Over the past couple of years, I have been able to tolerate Microsoft a bit more than I used to. When your primary income relies on people purchasing Exchange and OCS accounts that you provide the back end provisioning and automation for, you quickly realize where your bread is buttered.

But this sort of crap really needs to stop. Yes, its their operating system. But that doesn’t excuse installing add-ons to 3rd party applications and disabling the uninstall options. I’m with the writer of this article, this is a great way to get your customers to not trust you and precisely the reason I haven’t had windows on my desktop for 8 years.

A routine security update for a Microsoft Windows component installed on tens of millions of computers has quietly installed an extra add-on for an untold number of users surfing the Web with Mozilla’s Firefox Web browser.

Earlier this year, Microsoft shipped a bundle of updates known as a “service pack” for a programming platform called the Microsoft .NET Framework, which Microsoft and plenty of third-party developers use to run a variety of interactive programs on Windows.

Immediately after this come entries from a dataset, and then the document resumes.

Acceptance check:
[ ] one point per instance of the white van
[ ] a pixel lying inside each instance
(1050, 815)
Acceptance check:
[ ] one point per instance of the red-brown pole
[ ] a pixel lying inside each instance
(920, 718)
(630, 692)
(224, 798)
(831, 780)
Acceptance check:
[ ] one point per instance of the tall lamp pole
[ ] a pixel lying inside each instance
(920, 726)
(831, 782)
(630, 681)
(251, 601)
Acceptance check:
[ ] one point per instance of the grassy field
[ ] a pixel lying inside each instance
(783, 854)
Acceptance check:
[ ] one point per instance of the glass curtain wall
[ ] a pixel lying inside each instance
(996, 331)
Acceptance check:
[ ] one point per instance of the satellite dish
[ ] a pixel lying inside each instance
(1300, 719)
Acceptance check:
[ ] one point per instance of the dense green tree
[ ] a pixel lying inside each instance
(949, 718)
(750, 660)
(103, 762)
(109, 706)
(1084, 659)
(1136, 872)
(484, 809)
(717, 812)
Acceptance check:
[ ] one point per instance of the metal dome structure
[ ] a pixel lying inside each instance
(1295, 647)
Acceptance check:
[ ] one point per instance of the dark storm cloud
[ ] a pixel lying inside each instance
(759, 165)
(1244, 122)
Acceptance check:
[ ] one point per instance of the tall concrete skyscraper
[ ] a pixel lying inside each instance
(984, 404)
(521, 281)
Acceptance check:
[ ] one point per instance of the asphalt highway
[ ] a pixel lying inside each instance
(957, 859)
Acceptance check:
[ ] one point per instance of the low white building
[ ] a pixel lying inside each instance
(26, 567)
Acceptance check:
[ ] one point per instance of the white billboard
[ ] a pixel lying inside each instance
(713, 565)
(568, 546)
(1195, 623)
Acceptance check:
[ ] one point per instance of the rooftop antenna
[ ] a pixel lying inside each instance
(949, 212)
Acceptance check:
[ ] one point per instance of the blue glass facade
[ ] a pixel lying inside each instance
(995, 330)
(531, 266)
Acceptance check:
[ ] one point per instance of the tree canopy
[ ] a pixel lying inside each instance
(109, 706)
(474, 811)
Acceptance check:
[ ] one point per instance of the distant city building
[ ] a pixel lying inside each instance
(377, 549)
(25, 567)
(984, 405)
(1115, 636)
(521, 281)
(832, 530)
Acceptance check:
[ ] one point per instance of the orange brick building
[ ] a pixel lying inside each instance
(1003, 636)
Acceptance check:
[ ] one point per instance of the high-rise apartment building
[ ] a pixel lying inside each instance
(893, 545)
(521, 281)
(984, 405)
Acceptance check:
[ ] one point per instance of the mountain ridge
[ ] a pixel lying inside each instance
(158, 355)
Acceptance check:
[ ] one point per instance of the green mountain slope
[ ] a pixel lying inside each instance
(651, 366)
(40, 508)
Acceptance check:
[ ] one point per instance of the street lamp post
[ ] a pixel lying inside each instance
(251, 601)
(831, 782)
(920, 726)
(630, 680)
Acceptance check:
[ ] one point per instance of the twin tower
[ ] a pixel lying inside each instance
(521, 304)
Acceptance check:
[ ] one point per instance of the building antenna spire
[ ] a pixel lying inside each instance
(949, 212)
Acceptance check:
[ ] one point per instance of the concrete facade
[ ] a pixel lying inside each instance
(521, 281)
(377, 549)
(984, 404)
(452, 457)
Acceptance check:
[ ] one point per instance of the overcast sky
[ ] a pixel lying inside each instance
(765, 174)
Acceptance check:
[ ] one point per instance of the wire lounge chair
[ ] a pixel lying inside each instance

The service pack for the .NET Framework, like other updates, was pushed out to users through the Windows Update Web site. A number of readers had never heard of this platform before Windows Update started offering the service pack for it, and many of you wanted to know whether it was okay to go ahead and install this thing. Having earlier checked to see whether the service pack had caused any widespread problems or interfered with third-party programs — and not finding any that warranted waving readers away from this update — I told readers not to worry and to go ahead and install it.